The MHAC publication contains accessible and practical information on the steps that it took to complete the project and it identifies what people working within the commission learned from it. We are encouraged by the fact that the MHAC is to be merged with the Healthcare Commission and CSCI and urge that the highest common denominator should prevail

 

' [5]

30. The MHAC presently covers England and Wales. From 1st April 2009 the countries will have different regulatory and inspectorial regimes. The MHAC has been in close contact with the Wales Assembly Government and the Health Inspectorate Wales (HIW), and is happy that, subject to Welsh Ministers direction, the HIW will be able to take on these functions and manage them competently and effectively.

Conclusion

 

31. The MHAC has come reluctantly to support merger of its functions into the Care Quality Commission.
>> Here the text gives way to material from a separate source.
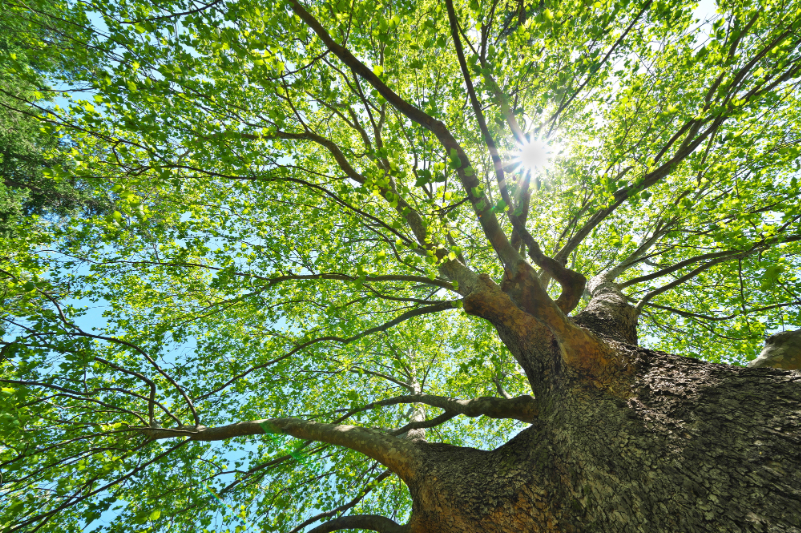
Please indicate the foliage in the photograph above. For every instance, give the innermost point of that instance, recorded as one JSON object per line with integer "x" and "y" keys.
{"x": 285, "y": 231}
Undoubtedly there will be benefits - the enforcement powers and sanctions alone will provide the teeth that the MHAC has always lacked. Yet the MHAC has achieved a great deal through persuasion without the need to threaten or compel providers. Initially the MHAC was concerned that there would be insufficient attention to the needs of detained patients, and explored with Ministers and officials a number of alternatives. None offered any overall improvement on the proposals now outlined in the Bill. We now feel much more comfortable that the government intends that the Care Quality Commission will have the resources and the duties to ensure adequate attention is given to the needs of this vulnerable group. We are content to support the Bill - subject to the six areas that we have described in detail in this submission being addressed adequately.

 

Mental Health Act Commission, January 2008

 



[1] Wendell Phillips (1811-1884) said something very similar: "Eternal vigilance is the price of liberty." [Wendell Phillips, abolitionist, orator and columnist for The Liberator,  in a speech before the Massachusetts Antislavery Society in 1852]

 

[2] Investigation into the services for people with learning disabilities provided by Sutton and Merton Primary Care Trust. Healthcare Commission January 2007

[3] The final column of this report shows the percentage of in-patients of each ethnic group as recorded in the 'Count Me In Census 2005'. Only those ethnic backgrounds are shown where at least one death has been reported during the period. Consequently the final column will not add up to 100%

 

[4] Chapter 6, Paragraphs 188, 189

[5] Mental Health Act Commission, Making it Real: A Human Rights Case Study, 2007. Leaflet on Making it Real, p 2.